Sampah yang disetor nasabah, ditimbang dan dibukukan
Sorong_ Kalau kita mendengar kata sampah, maka kesan pertama di benak kita adalah barang kotor dan menjijikkan. Ya, ini merupakan anggapan orang pada umumnya. Namun, bagi sebagian orang, bisa berbeda.
Tuntas mengikuti Uji Kompetensi Wartawan, yang merupakan hasil kerjasama SKK Migas dan KKKS Wilayah Papua dan Maluku dengan LPDS (Lembaga Pers Dr. Soetomo), 24 wartawan yang terbagi dalam dua bus, berkesempatan melihat langsung aktivitas di “Bank Sampah” itu.
Ibu Ernita, warga Kampung Klamono, Distrik Klamono, Kabupaten Sorong, merupakan salah satu dari puluhan nasabah bank sampah binaan Pertamina Sorong. Nasabah, adalah istilah bagi orang-orang yang memiliki kegiatan mencari, mengumpulkan, dan akhirnya menyetorkan sampah tersebut ke bank sampah. Serupa dengan aktivitas bank pada umumnya.

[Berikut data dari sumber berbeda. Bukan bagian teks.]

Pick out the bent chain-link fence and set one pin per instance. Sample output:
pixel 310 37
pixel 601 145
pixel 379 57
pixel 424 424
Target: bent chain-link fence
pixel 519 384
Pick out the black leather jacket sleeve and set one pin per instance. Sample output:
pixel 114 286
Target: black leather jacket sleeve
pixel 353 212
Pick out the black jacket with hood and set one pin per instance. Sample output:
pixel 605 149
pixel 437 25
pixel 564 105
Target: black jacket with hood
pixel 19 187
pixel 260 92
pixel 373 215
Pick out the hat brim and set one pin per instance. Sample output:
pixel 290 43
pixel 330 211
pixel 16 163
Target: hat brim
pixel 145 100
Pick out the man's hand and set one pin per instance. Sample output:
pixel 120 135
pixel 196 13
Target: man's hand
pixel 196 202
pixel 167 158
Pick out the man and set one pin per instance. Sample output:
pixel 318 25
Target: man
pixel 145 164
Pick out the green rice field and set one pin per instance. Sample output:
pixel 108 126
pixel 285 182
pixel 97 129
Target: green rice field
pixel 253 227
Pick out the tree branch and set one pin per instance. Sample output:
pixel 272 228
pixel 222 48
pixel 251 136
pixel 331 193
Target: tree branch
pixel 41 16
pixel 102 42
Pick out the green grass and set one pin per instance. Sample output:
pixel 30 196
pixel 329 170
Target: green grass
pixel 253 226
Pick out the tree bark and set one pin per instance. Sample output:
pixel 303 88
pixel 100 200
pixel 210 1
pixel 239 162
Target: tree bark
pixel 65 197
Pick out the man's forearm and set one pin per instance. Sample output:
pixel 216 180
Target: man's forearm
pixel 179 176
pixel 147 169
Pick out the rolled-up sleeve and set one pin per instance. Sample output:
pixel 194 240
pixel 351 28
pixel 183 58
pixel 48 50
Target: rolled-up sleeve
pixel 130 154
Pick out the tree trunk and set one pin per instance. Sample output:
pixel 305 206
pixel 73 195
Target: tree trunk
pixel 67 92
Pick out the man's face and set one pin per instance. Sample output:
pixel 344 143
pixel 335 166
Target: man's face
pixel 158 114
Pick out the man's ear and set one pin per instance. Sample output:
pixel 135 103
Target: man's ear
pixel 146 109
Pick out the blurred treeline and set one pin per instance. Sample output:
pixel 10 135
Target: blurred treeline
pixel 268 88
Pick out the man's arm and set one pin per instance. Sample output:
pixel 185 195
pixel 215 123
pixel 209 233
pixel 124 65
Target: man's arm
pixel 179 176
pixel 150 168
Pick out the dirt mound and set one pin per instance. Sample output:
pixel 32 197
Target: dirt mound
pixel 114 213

Tak seperti bank pada umumnya yang full AC dan memiliki gedung nan megah, bank sampah yang berlokasi di samping Kantor Kampung Klamono ini, menempati gedung yang belum digunakan.
Selama tiga minggu, Ibu Ernita keliling kampung untuk mencari dan mengumpulkan sampah. Sampah tersebut harus disimpan dahulu, sebab bank sampah hanya buka sekali dalam sebulan.
Pagi tadi, Kamis (3/11) yang cukup sejuk, Ibu Ernita bersama beberapa ibu-ibu rumah tangga, dengan menggunakan gerobak, menyetorkan sampah yang telah dikumpulkannya itu.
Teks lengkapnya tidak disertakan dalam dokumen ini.